The shares dropped 35 percent to $12.39 at the close in New York. Pandora has declined 31 percent this year.

The Oakland, California-based Internet radio company is facing stiff competition from Spotify Ltd. and Apple Inc. while battling record labels and music publishers over how much it pays to play their songs. Sales this quarter will be $325 million to $330 million, Pandora reported Thursday, less than the $351.5 million average of estimates compiled by Bloomberg.

“We now see competitive actions sapping growth from Pandora’s model, as the ‘cost of admission’ to direct talks with labels is getting pricey,” analysts at Piper Jaffray Cos., who downgraded the stock to neutral, wrote in a note Friday. “While we still think a direct deal could happen, at present we lack the details to appropriately model it at this stage.”

Pandora late Thursday reported third-quarter revenue of $311.6 million, shy of the $312.8 million average of 28 analysts’ estimates compiled by Bloomberg. Profit excluding certain items totaled 10 cents, meeting projections.

Listener hours rose to 5.14 billion, up 3 percent from a year earlier, Pandora said.

“Deceleration in active users was driven largely by Apple, and while management highlighted that the impact was relatively muted all things considered, investors are likely to extrapolate the impact, as the magnitude of the launch (Apple spending $100 million, heavy press coverage) has taken its toll on Pandora,” analysts at Nomura wrote in a note Friday, maintaining a neutral rating on the stock.

Along with third-quarter results, Pandora reported costs of $57.9 million to settle a dispute with record labels over royalties for pre-1972 recordings.
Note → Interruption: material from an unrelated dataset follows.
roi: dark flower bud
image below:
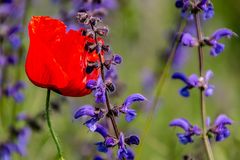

The company also suspended efforts to obtain the lower royalty rates that conventional radio stations enjoy, resulting in a charge of $23.9 million, according to a statement.

Pandora will shoulder the costs of the two concessions to remove obstacles to the expansion and improvement of its service, which has been posting net losses due to the expense of licensing music. The settlements give Pandora time to seek a long-term resolution to disputes with labels and music publishers that own the rights to songs.

“We pursued this settlement in order to move the conversation forward and continue to foster a better, collaborative relationship with the labels,” Chief Executive Officer Brian McAndrews said in a statement.

Music owners say they are insufficiently compensated for their artists’ work. The settlement over pre-1972 songs runs through 2016, while Pandora also halted its pursuit of lower royalty rates from the Radio Music License Committee.

The company is also awaiting a decision from a U.S. rate court that will decide how much it must pay record labels. Content costs amount to Pandora’s biggest expense.

On Oct. 7, Pandora agreed to acquire the online ticketing business Ticketfly Inc. in a deal valued at about $450 million. The transaction included about $225 million in cash and 11.6 million of Pandora common shares, the Internet radio service said in a filing that day.